🤖 AI Summary
Current pathology vision-language models (VLMs) face three key bottlenecks: (1) localized region modeling limits whole-slide image (WSI) understanding; (2) non-public training data hinders reproducibility; and (3) a lack of WSI–fine-grained clinical report instruction pairs impedes clinical alignment. To address these, we propose an open, WSI-centric vision-language modeling paradigm. First, we introduce Polysome—the first whole-slide-level instruction generation tool. Second, we release HISTAI-Instruct, the first large-scale, publicly available WSI instruction dataset comprising 24,259 slides and over 1.1 million instruction-response pairs. Third, we develop ANTONI-α, a scalable VLM integrating a whole-slide visual encoder with a multi-stage instruction-tuning mechanism, supporting WSI-level visual question answering—including tissue identification, tumor detection, and differential diagnosis. ANTONI-α outperforms MedGemma across multiple benchmarks. All code, data, and models are fully open-sourced.
📝 Abstract
Vision-language models (VLMs) have the potential to become co-pilots for pathologists. However, most VLMs either focus on small regions of interest within whole-slide images, provide only static slide-level outputs, or rely on data that is not publicly available, limiting reproducibility.

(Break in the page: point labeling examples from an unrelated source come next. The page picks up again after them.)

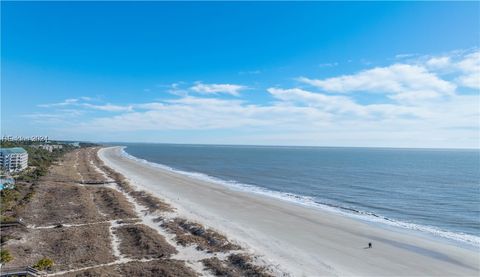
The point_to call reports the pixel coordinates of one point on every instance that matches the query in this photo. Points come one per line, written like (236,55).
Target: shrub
(44,263)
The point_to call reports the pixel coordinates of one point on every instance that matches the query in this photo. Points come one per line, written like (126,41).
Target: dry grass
(187,233)
(163,268)
(236,265)
(112,203)
(152,203)
(56,202)
(140,241)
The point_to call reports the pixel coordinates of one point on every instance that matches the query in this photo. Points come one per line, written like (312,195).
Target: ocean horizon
(428,190)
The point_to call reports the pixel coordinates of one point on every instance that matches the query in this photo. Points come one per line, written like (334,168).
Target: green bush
(44,263)
(5,256)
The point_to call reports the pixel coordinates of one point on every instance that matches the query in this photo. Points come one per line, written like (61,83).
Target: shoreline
(304,241)
(464,240)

Furthermore, training data containing WSIs paired with detailed clinical reports is scarce, restricting progress toward transparent and generalisable VLMs. We address these limitations with three main contributions. First, we introduce Polysome, a standardised tool for synthetic instruction generation. Second, we apply Polysome to the public HISTAI dataset, generating HISTAI-Instruct, a large whole-slide instruction tuning dataset spanning 24,259 slides and over 1.1 million instruction-response pairs. Finally, we use HISTAI-Instruct to train ANTONI-α, a VLM capable of visual-question answering (VQA). We show that ANTONI-α outperforms MedGemma on WSI-level VQA tasks of tissue identification, neoplasm detection, and differential diagnosis. We also compare the performance of multiple incarnations of ANTONI-α trained with different amounts of data. All methods, data, and code are publicly available.